Example: You lead a product team and face forty decisions a week. Some are architectural — which platform to build on, which market to enter first, which partnerships to pursue. Others are operational — which bug to fix next, how to format the weekly report, which vendor to use for office supplies. For years you treated every decision as equally yours, and the result was predictable: chronic bottlenecking, exhausted attention, and a team that stopped thinking for themselves because you would override them anyway. Now you apply delegation criteria explicitly. You maintain a short list of decisions that require your specific judgment — those that are irreversible, that cross departmental boundaries, or that directly implicate your team's strategic direction. Everything else has a designated owner and a clear authority level. The vendor choice? Delegated with budget constraints. The bug prioritization? Delegated to the engineering lead with escalation criteria. The weekly report format? Delegated entirely — you do not even review it. Your decision load dropped by sixty percent. Your team's ownership increased proportionally. And the decisions you kept — the ones that actually required your judgment — got better, because you had the cognitive bandwidth to think about them properly.
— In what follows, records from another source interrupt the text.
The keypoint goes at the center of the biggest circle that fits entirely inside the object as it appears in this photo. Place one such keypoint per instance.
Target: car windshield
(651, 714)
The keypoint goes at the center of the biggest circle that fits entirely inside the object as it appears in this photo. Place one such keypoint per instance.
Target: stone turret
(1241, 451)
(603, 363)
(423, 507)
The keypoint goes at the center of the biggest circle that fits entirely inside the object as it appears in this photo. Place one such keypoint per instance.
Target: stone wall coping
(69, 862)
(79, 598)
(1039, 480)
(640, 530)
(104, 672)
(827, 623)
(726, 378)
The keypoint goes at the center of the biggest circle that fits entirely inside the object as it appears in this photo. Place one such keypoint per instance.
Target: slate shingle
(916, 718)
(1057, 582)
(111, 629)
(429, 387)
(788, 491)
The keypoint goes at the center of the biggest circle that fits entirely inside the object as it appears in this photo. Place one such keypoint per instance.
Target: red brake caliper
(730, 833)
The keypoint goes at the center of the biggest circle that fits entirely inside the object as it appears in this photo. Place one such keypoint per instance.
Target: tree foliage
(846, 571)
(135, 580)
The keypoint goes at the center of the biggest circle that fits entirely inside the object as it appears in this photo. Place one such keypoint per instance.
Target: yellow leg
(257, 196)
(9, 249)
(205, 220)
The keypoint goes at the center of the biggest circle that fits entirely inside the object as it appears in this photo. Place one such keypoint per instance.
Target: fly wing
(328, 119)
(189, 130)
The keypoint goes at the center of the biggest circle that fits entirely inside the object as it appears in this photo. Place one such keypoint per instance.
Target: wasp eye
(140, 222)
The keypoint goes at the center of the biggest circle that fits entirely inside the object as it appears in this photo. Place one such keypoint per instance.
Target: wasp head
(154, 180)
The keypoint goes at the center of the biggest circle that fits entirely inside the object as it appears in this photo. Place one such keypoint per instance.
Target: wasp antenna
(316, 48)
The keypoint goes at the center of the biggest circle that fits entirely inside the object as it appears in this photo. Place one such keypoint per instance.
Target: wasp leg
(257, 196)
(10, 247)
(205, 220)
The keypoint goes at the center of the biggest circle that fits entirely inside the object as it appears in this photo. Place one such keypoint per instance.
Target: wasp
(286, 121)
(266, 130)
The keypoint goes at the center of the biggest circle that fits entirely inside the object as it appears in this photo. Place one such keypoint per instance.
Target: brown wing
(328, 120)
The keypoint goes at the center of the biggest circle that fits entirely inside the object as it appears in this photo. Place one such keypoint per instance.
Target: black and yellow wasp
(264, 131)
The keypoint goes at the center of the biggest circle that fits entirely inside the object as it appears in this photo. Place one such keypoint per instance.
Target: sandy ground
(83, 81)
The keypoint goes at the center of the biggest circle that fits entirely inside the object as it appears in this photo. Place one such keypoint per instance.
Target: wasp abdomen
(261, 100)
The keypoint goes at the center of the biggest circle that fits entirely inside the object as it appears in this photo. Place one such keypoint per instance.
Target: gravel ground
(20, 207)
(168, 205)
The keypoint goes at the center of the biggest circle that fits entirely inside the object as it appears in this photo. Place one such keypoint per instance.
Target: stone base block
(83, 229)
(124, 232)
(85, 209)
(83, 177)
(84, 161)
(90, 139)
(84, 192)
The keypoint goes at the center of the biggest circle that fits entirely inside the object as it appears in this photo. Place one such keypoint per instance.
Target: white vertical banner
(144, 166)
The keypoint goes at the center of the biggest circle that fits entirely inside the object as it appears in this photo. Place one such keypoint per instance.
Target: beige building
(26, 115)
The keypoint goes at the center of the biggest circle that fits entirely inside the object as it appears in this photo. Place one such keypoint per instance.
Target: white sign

Try this: List every decision you made or participated in over the past five working days. Be comprehensive — include the trivial ones. For each decision, answer four questions: (1) Was this irreversible or easily reversible? (2) Did this require knowledge or context that only I possess? (3) What would happen if someone else made this decision and got it slightly wrong? (4) Did making this decision myself develop anyone else's capability? Now sort your decisions into three categories: RETAIN (only you should make this), DELEGATE (someone else should make this with defined constraints), and ELIMINATE (this decision should not require anyone's active attention — automate it or set a default). For each DELEGATE decision, write the name of the person who should own it, the constraints within which they should operate, and the conditions under which they should escalate back to you. Implement one delegation this week.